Additionally, fully autonomous systems, Scharre noted, won't be plausible because if a system gets stuck or runs into a situation where it needs help and calls back, a user must be allowed to remotely operate it.
The scout capabilities are probably more near-term than systems that will operate alongside soldiers given all the complexities involved in systems being able to understand where humans are in relation to the vehicle, he added.
Taking advantage of technologies that already exist in the commercial space regarding driverless cars can help accelerate integration and understanding for the Army and Marines to ensure they have personnel that are "trained to use it and know how to analyze the impact, they've thought through what missions they can do," Roper said.
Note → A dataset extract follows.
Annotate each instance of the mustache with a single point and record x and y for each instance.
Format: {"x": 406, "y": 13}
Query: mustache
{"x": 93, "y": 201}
Going forward, Scharre said he sees a lot of potential, especially surrounding advancements in object recognition and deep neural networks in which researchers have been able to build neural networks to exceed some human abilities. They networks aren't functional in all environments such as rain or snow, but the advancements are impressive.
Scharre conceded that Russia is building a large volume of unmanned ground systems that include golf cart-sized vehicles and tanks. Moreover, Russia is arming many of its systems, something he said the U.S. has been hesitant to do. Russia is more aggressive in operational concepts and building prototypes, especially of the weaponized variety, he added.
Roper stated that he will be reporting back to Army leadership as to what his office found in unmanned ground systems.